Но я не дал ему договорить, мне стало обидно.
— Значит, бросаешь институт? И нас бросаешь?
Он не ответил. Только посмотрел на мое лицо очень пристально, с каким-то значением, точно бы запоминая его или, может быть, осуждая. И я не стерпел.
— Всех, дорогой, не пожалеешь! Надо и для себя что-то делать. Для себя! Понимаешь? — Я почти кричал, наступал на него, даже старик На соседней кровати заворочался и заохал, видимо, недовольный моим криком. Но я не мог уже удержать себя.
— Донор ты! Вечный донор. Хочешь всех лучше быть. Не выйдет...
— Правильно! Крой его, негодяя! — Он засмеялся и дотронулся рукой до моего колена. Я так и не понял, что он хотел, к чему призывал этот жест... А он уже сидел на кровати. Подушка сползла с одеяла, скатилась на пол. Я теперь совсем-совсем рядом увидел его лицо, я даже слышал его дыхание. Оно было тяжелое, с частыми остановками, как будто он бежал наверх, на какую-то гору. И голос тоже был глухой и прерывистый:
— Ты не горячись... И пойми. Я не хочу губить в себе совесть. Да и мать одна у меня.

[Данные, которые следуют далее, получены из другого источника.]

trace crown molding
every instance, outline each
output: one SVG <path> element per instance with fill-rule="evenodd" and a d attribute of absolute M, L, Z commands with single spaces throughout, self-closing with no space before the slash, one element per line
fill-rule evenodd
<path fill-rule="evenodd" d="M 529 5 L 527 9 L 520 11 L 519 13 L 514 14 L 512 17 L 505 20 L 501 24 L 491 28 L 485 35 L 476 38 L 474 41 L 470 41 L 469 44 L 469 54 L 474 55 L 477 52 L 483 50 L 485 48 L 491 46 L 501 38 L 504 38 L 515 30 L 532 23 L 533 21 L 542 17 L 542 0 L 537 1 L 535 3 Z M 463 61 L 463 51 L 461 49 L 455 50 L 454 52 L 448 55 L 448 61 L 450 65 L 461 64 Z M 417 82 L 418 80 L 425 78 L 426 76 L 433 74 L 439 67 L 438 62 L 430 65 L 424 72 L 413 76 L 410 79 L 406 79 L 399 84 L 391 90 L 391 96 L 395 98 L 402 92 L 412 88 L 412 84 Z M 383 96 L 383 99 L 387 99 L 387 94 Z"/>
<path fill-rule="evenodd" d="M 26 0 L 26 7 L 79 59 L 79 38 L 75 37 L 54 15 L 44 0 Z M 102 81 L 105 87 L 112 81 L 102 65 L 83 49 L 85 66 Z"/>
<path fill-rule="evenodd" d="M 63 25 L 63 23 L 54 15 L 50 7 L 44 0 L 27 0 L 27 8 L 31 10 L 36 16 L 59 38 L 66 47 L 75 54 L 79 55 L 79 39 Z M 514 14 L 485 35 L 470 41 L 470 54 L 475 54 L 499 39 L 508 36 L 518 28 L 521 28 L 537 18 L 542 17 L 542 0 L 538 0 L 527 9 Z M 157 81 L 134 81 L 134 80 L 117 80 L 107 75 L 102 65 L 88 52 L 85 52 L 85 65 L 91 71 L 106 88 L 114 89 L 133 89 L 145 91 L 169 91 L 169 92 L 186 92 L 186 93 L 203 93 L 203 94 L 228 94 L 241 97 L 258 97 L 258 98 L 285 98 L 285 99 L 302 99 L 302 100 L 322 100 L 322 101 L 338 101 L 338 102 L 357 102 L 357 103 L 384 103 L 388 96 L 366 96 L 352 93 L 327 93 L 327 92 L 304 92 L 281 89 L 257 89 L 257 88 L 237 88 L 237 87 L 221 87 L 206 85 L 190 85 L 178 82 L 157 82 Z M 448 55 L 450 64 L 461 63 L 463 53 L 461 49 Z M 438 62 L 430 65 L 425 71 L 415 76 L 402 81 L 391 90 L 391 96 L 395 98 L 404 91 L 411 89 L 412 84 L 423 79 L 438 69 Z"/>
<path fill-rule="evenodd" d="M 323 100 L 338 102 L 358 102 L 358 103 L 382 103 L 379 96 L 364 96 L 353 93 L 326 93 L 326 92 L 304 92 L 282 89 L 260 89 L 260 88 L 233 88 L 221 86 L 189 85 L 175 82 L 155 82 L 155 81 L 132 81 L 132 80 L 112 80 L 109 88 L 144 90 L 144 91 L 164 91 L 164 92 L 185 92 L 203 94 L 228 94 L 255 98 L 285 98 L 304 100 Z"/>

— Одна, одна... — передразнил я его, и тут оставили меня силы. Я не мог уже ни говорить, ни смотреть на него. Я не мог даже подняться со стула. Славка понял меня по-своему.
— Ну вот и успокоились. Ну и хорошо... Хорошо... — без конца повторял он и хитро щурил глаза. Этот хитрый веселый лучик родился в глазах внезапно, да так и остался в них. И когда я уходил и сжал Славке руку, опять этот лучик пронзил меня, и я даже закрылся от него. Закрылся ладонью... Но разве закроешься?
Он и на следующий день смотрел на меня, этот лучик. Смотрел и посмеивался. Он и погнал меня однажды в Наташкину комнату. Как сейчас помню: она стояла в полный рост перед зеркалом и подводила ресницы. Я кашлянул, она повернула голову. «Ах, Наташа, что мне делать?» — опять завертелась в уме та песенка. Да я и, правда, не знал, что делать. Я стоял как дурачок посредине комнаты.
— Наташа?
— Ну что тебе?
— Неужели ты разлюбила заварное пирожное?
Она сжала плечи, будто ожидая удара. Но разве можно бить беззащитную девушку? Нельзя, конечно, нельзя. Да она уже смотрела на меня виновато и обессиленно.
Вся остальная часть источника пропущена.